For all its appeal, this is anything but graceful dining. That's why I love the cloistered booths and cozy nooks formed by tall bench backs and low-slung faux awnings. Messes are easily disappeared thanks to shellacked tables, vinyl cushions and glossy concrete floors. Each and every table gets its own securely mounted paper towel dispenser, a seemingly trivial detail only to those who have never been elbow-deep in a bag of soppy seafood. Tables are topped with lengths of crisp white paper and bibs; gloves and wet-naps are made available to all who want them.

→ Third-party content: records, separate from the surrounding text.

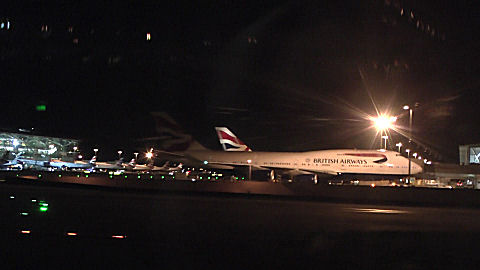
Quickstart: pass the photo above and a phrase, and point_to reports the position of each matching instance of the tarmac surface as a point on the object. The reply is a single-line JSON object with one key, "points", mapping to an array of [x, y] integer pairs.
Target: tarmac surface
{"points": [[135, 229]]}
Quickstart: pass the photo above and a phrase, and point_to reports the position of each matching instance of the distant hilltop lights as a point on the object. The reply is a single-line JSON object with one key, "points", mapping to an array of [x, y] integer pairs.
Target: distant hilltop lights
{"points": [[415, 19]]}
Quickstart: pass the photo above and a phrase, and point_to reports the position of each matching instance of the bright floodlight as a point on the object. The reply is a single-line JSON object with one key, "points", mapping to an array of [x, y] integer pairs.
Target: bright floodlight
{"points": [[383, 122]]}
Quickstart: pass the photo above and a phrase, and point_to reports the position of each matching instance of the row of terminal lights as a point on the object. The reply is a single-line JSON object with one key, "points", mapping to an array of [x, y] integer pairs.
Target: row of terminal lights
{"points": [[151, 177], [71, 234], [111, 176]]}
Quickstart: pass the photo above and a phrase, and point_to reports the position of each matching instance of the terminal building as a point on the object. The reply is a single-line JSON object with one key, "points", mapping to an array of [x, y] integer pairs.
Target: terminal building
{"points": [[37, 147]]}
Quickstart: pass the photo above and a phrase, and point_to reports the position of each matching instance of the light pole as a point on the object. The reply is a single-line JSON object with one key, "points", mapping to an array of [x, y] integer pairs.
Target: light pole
{"points": [[399, 145], [409, 163], [385, 137], [383, 123], [410, 122]]}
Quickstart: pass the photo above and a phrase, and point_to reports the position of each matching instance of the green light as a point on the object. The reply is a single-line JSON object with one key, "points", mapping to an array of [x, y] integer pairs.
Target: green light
{"points": [[41, 107]]}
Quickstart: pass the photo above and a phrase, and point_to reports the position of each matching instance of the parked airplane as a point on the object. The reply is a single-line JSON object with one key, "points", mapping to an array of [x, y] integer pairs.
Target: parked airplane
{"points": [[358, 163], [10, 164], [55, 163], [229, 141], [110, 165], [132, 165]]}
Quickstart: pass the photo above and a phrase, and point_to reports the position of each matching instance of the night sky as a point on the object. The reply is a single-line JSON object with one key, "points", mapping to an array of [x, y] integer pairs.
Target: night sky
{"points": [[283, 75]]}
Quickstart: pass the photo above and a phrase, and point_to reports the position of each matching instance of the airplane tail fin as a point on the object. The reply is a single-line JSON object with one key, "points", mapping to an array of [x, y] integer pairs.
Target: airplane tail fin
{"points": [[172, 137], [229, 141], [119, 162]]}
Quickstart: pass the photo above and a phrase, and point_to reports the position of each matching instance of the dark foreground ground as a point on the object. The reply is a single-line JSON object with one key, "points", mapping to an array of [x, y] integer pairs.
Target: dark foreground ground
{"points": [[174, 230]]}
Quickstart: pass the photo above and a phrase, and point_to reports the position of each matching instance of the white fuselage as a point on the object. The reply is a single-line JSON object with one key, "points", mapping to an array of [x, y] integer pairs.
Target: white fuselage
{"points": [[333, 162]]}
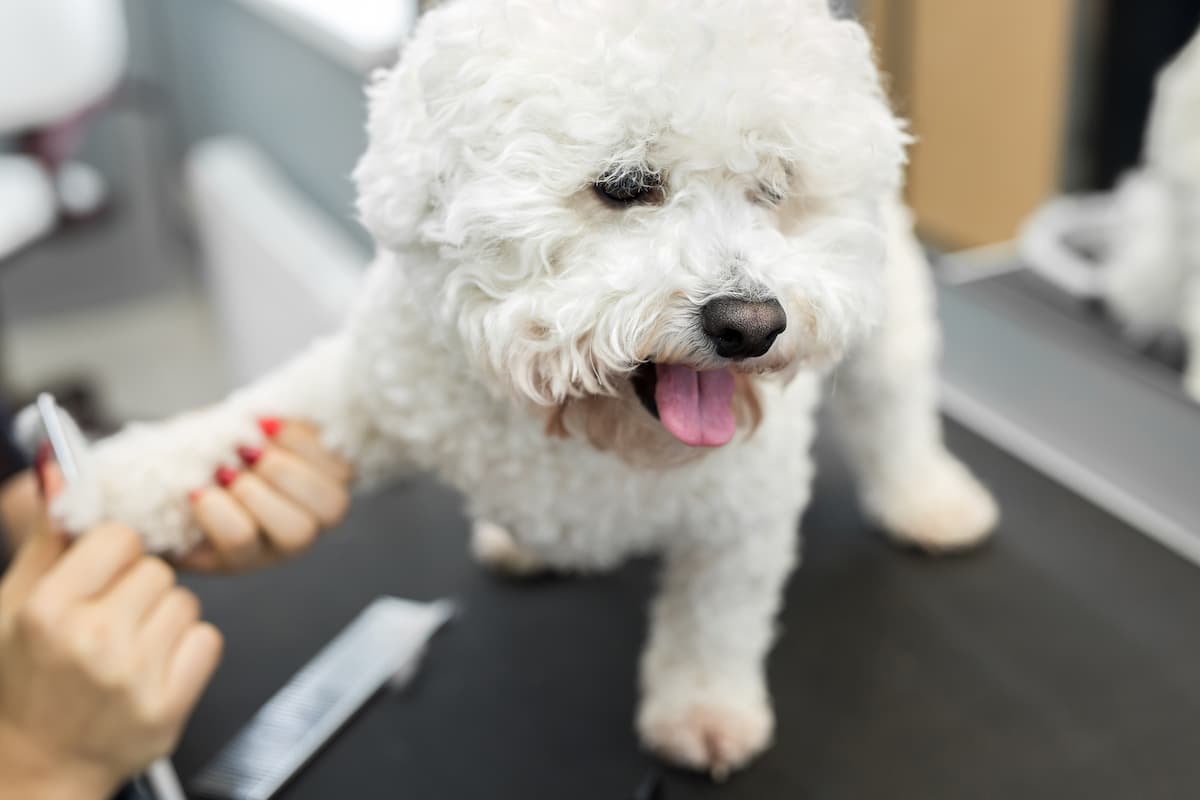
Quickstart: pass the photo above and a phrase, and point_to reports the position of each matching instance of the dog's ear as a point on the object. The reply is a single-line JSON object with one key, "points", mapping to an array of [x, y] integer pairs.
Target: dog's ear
{"points": [[393, 176]]}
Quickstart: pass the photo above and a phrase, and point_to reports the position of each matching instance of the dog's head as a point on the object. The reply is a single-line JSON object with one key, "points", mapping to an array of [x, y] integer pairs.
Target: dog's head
{"points": [[637, 199]]}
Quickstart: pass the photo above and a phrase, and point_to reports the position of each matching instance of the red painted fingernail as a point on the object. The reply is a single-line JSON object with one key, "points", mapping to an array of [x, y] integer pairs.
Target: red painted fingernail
{"points": [[225, 476]]}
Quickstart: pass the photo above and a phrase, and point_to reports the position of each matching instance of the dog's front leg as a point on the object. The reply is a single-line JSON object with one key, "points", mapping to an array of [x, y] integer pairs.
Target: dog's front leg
{"points": [[705, 702], [885, 398], [143, 475]]}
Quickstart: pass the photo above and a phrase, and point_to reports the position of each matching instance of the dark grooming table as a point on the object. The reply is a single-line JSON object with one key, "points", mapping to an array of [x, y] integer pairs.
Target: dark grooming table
{"points": [[1062, 661]]}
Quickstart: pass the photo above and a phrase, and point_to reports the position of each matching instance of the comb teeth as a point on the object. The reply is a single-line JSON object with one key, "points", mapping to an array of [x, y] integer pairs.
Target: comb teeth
{"points": [[387, 638]]}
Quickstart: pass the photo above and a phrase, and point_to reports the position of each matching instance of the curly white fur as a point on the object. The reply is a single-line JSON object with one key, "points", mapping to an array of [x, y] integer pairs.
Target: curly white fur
{"points": [[507, 295]]}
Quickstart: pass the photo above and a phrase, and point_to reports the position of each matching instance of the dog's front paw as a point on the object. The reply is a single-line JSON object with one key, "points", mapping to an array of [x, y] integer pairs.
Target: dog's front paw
{"points": [[939, 507], [708, 733], [143, 476]]}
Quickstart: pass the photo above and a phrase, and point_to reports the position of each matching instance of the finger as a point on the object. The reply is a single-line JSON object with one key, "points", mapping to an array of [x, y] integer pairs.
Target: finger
{"points": [[288, 527], [139, 590], [294, 479], [202, 559], [93, 563], [191, 667], [166, 624], [304, 440], [228, 528], [45, 546]]}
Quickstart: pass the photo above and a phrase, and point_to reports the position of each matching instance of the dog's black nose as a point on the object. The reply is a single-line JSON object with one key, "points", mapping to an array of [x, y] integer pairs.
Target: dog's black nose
{"points": [[742, 329]]}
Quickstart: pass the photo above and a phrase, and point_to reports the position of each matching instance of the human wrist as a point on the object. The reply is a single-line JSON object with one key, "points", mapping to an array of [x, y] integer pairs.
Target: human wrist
{"points": [[29, 774]]}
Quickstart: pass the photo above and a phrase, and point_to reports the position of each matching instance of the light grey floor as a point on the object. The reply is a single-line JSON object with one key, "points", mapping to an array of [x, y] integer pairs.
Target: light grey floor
{"points": [[149, 356]]}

Our server could not have done a better job walking us through the unfamiliar (to most) process. For the main event, diners select the seafood of their choice, either individually by the pound or as part of a combination. Sauce choices come next, followed by heat levels. When we asked the staffer to describe the differences between the Shake sauce and Ma La, she explained them as best she could. Better still, when she dropped off our drinks, she also delivered samples of each without so much as a request on our part.

Another detail that sets this unfortunately named restaurant apart from its kin is the wall of fish tanks that contain, at least during our visit, living specimens of Maine lobster, king crab, Dungeness crab and even shrimp. It was precisely those tanks that induced me, for the first time, to go the route of live lobster instead of my usual: a seafood combo. Sold by the pound ($27 per lb.), the lobsters range in size from 1-pound chicks to 3-pound beasts. Servers ask for your size preference and report back with the actual weight before cooking, another nice touch.

In addition to the live seafood, other options sold by the pound include lobster tails, snow crab legs, crawfish, clams and mussels. Most diners go the route of the combos, which range in price from $23 on up to $150. The Beginner ($23) is a bounty of head-on shrimp, mussels, crawfish, clams, corn and potato. The seafood was fresh, plump and flavorful. The whole lobster ($40) arrived spilt and cracked in all the right places, making it easy to eat. That Ma La sauce was flavorful and aggressively spiced, not unlike what you would find on a plate of Szechuan hot pot. Other sauce options include garlic, Cajun and lemon-pepper. Everything but the Ma La can be ordered mild to incendiary.

Starters like raw and fried oysters, fried shrimp and crispy calamari are probably better suited as meal replacements for diners who don't want to bother with the mess than as appetizers, given the size of most entrees. Order the New England clam chowder ($5.50), a creamy bisque with clams, potatoes and real fish stock flavor, but skip the crawfish etouffee ($7), which had an odd gloss and texture from the thickener.

Seafood Shake — a reference to the spice-application method and not seafood smoothies — has a decent draft and bottled beer list, a surprisingly well-made cocktail selection, and even good quality white wines by the glass, including prosecco and an off-dry riesling, both of which pair nicely with spicy seafood.